Scientists from the University of Malaysia might have finally found a way to stop the spread of the deadly dengue fever plaguing millions in Southeast Asia, the Africa and swathes of South America – a street lamp that pretends to be a human being to lure and trap mosquitoes.
The invention is an LED street lamp that produces low levels of carbon dioxide by combining ultraviolet light with titanium dioxide to emulate the smell of a human being. The mosquitoes are attracted to the smell and enter capture windows in the upper part of the lamp, where they are then sucked in a capture net in the lamp by a fan.
To make it green and energy efficient, the Eco-Greenery outdoor lighting system is designed to harness electricity from wind and solar energy, to off-set the tiny amounts of carbon emissions needed to trap the mosquitoes, and the lamp is also designed to continue working in flood situations, while alerting search and rescue centres to dangerous water levels.

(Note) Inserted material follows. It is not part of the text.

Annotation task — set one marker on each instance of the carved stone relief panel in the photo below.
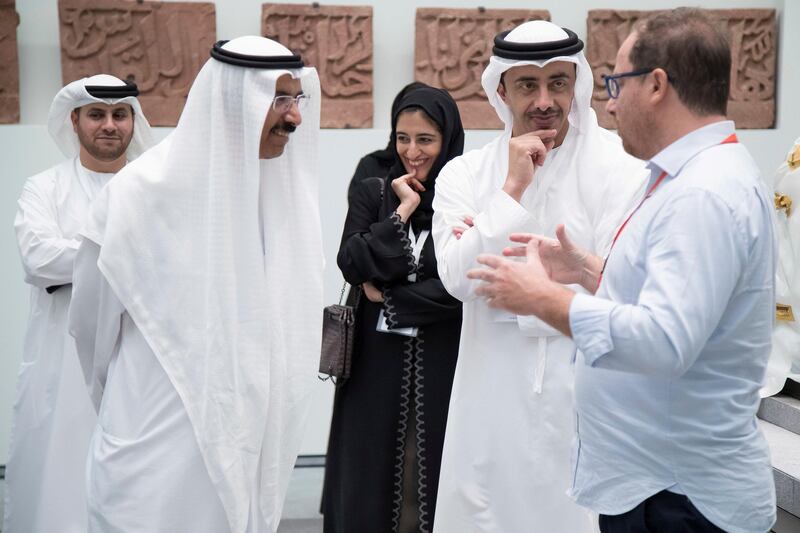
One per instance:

Dengue fever is a mosquito-borne viral infection that causes a severe flu-like illness and flourishes in a tropical climate. Like pneumonia, it can be overcome, but it can also develop into a potentially lethal complication as there is no specific treatment.
The World Health Organization says that currently 2.5 billion people (40% of the world's total population) live in areas where dengue can be transmitted, with 50-100 million new infections occurring annually in 100 countries, and an annual death toll of 20,000, which is about 2.5% of the total number of people infected.
The disease is spread by the Aedes aegypti mosquito biting and sucking the blood of a person who has already been infected by the dengue virus. Symptoms include fever, headache, vomiting, muscle and joint pains.
The Aedes mosquito is also the same species spreading the Zika virus in Central and South America that causes Guillain-Barré syndrome − a nerve disorder where patients experience temporary muscle paralysis, that can also cause babies to be born with underdeveloped brains and small heads.
Even more worryingly, while there were only nine countries in the world where dengue occurred prior to 1970, in the last 50 years the number of cases has increased 30 fold and the infection has now reached epidemic status, and there is a change it will soon spread across Europe since dengue cases were reported for the first time ever in France and Croatia in 2010.
As a vaccine for dengue fever has yet to be found, currently the disease costs up to $2bn a year to pay for prevention methods, including the most effective, which is widespread chemical fogging.